I found that our family bed really helped me not be tired when Dd was an infant. After her second birthday it seemed like she was waking at night to nurse out of habit, not need. She has always eaten small amounts and is on the tiny side so we felt that her getting all the breast milk she wanted was a priority.

But sleeping through the night is important too! So about a month ago I told her my breasts need to sleep at night just like she does. The first few nights were hard; she'd wake up and want to nurse.... but we kept a special cup of water near the bed, offer it to her (this really seems to help), cuddle, and she'd fall back asleep. Then on july 11, she slept through the night for the very first time in her life. Incredible!! I was elated.

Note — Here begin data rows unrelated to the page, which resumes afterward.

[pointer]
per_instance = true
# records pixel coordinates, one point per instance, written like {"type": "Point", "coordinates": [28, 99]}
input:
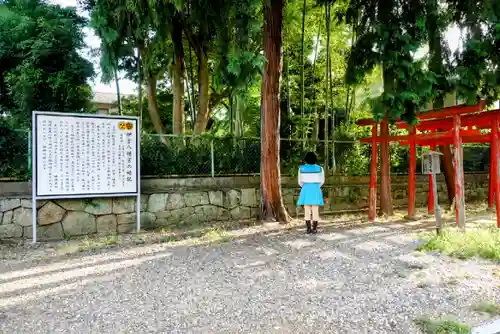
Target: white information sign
{"type": "Point", "coordinates": [82, 156]}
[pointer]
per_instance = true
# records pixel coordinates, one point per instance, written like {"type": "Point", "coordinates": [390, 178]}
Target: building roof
{"type": "Point", "coordinates": [104, 98]}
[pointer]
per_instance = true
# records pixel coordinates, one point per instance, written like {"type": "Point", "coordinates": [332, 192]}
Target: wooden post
{"type": "Point", "coordinates": [412, 178]}
{"type": "Point", "coordinates": [459, 172]}
{"type": "Point", "coordinates": [372, 196]}
{"type": "Point", "coordinates": [496, 167]}
{"type": "Point", "coordinates": [430, 195]}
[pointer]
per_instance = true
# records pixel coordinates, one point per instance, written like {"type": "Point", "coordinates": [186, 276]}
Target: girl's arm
{"type": "Point", "coordinates": [301, 183]}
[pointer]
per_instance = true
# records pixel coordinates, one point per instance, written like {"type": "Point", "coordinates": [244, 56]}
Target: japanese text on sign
{"type": "Point", "coordinates": [82, 155]}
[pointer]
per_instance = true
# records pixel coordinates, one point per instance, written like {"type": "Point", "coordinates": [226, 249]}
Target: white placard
{"type": "Point", "coordinates": [85, 155]}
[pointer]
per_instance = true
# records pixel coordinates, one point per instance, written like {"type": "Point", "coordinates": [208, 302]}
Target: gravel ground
{"type": "Point", "coordinates": [361, 279]}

Now it's typical that she wakes once/twice a night. I'll help her drink some water and she usually falls right back asleep. She has also chosen her big girl bed (where she naps in the afternoon) over our bed every night since night weaning began. I try to start off in our bed and go to her when she wakes at night. But sometimes she wakes up crying "daddy!" and that's nice! I have not noticed that she's any hungrier or crankier during the day, despite not having any milk at night.

Best of luck to you. I realize DD is significantly older than yours so maybe the things that work for us might not yet work for you.